Por Silvana Melo
(APe).- Cuatrocientos pibes catamarqueños tendrán acceso a una ética cúbica y destemplada: fueron anotados por sus padres en la flamante policía infantil que la fuerza acaba de crear. Como un brazo pequeño de la insolencia educativa con que los formadores de policías suelen administrar la factura de hombres armados.
Cómo absorberá un niño de seis años el vínculo de la chocolatada con el espíritu patriótico. Que es lo que pretende elevar el proyecto minipolicial, como una actividad extracurricular avalada por un estado que busca jugar la ficha represiva donde el destino se juega a la rayuela, aun sin cielo en el horizonte.

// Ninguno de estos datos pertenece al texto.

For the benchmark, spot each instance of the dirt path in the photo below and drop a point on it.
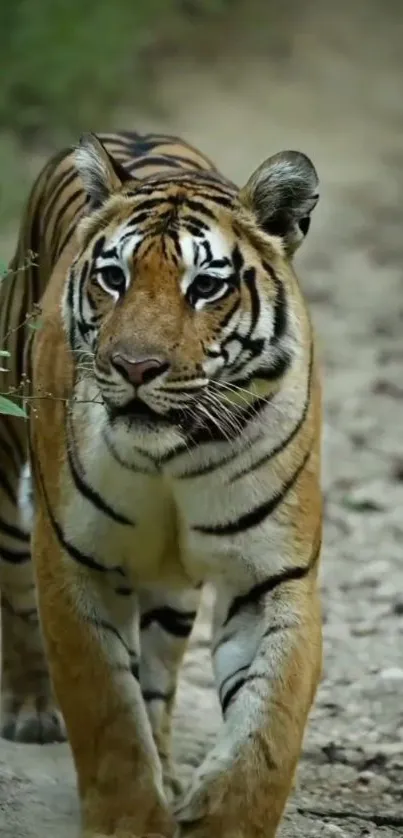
(342, 104)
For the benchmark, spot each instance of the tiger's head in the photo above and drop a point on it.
(183, 292)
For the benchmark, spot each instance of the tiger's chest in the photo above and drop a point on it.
(150, 523)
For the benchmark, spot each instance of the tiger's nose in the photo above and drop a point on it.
(139, 370)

La policía catamarqueña exhaló la resolución 343, escondió sus propios muertos en el placard, olvidó a los cuatro adolescentes que murieron quemados en la alcaidía en 2011 y publicó en Facebook la convocatoria para chicos entre 6 y 14 años con objetivos sublimes como "elevar el espíritu patriótico y cultural de los niños, apoyando la educación escolar y familiar a través de múltiples actividades que contemplan todos los derechos del niño y promueven su acercamiento comunitario, inculcándole valores y el respeto de las normas sociales para una armónica convivencia en sociedad".
Más allá del convenio que Catamarca firmó con el Ministerio de Seguridad de la Nación en 2011, para la erradicación de policías y gendarmerías infantiles. En estas tierras las fronteras entre la ley y la desley son lábiles. Los convenios suelen desmemoriarse. Y la palabra se diluye.

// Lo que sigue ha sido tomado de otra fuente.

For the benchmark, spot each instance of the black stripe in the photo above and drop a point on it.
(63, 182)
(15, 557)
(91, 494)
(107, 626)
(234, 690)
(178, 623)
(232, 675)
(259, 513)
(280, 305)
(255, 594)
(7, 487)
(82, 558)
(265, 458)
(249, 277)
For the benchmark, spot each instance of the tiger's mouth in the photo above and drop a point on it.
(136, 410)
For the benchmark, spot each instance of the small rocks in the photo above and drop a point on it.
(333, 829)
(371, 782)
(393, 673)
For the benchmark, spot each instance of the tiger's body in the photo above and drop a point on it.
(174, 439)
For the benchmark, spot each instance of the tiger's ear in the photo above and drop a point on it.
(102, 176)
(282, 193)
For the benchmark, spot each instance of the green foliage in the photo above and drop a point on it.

¿Habrá un puente entre el fulbito y la violencia institucional? ¿Hay una calle que se cruza desde la play compartida al pibe suicidado por la espalda? ¿Qué estrategia institucional, qué botones sistémicos se activan para que a los ocho años se lo formatee de víctima a victimario?
¿Cómo será el camino a los 14 para no recibirse de niño en descarte fumando en la ochava de tierra y sí graduarse de uniforme en protector del dealer?
¿De qué valores habla el Facebook de la policía de Catamarca? ¿De los mismos valores que la policía mendocina le asestó a Sebastián Bordón? ¿Los mismos que la rionegrina le puso por la espalda a Diego Bonefoi? ¿O los de la bonaerense contra Luciano Arruga o los chicos de la Carcova?
Habría que preguntarse por los padres de un niño de seis años que buscan “disciplina” alistando a su hijo en la policía. Para liberarlos de “malas juntas” (sic de los comentarios en Facebook) los incrustaron como a piedras en la estructura de la seguridad armada. Quién define qué juntas son malas o peligrosas o poco recomendables. Pero hay una ventaja: el único gasto para papá y mamá será la compra del uniforme. Que no será botines y cortos para probar suerte en Defensores del Norte. Sino la gorra para llevarse la pelota a la hora en que dispone que no se juega más.
Valores que se transmiten
“La policía infantil se postula como una prolongación ingenua y natural de los juegos infantiles. Se sabe, una de las recreaciones favoritas de los niños consiste jugar a los policías y ladrones. De chiquitos aprenden a asociar a los policías con los buenos y a los ladrones con los malos. Un mundo maniqueo que va preparando el terreno subjetivo para otros experimentos morales mayores”, escribió Esteban Rodríguez Alzueta en la Agencia Paco Urondo. Y recordó la experiencia de Esquel, donde el capellán de la policía, Adrián Mari, impulsó la fuerza infantil para ordenarlos en “la moral y las buenas costumbres” y “adoctrinarlos para que saquen al policía que tienen adentro”.
Los pibes de Ingeniero Budge, según las cadenas de violencia relatadas por Javier Auyero, pensaban su futuro deshojando una margarita con pocos pétalos opcionales: ser transa, policía o gendarme. Algunos preferían ser gendarme porque tenía más poder y, por ende, cobraba mejor. La tenían clara: había que contar la plata sucia para definirse. Sabían que la fuerza nunca defiende a los desechados, sino que son su blanco preferido. Y a la hora de elegir, se está entre ser víctima o victimario. Y casi siempre la muerte, que es intrigante y fatal, golpea todas las puertas.
Entonces, cómo intervendrá en un niño de siete años la sociedad entre la leche caliente y una nueve milímetros de juguete. Tan parecida a la que gatilla en falso en la nuca de un flaco de 17 arrodillado, condenado por origen. Cómo, si todos los días el destino se juega en una rayuela interminable, tan lejos del cielo.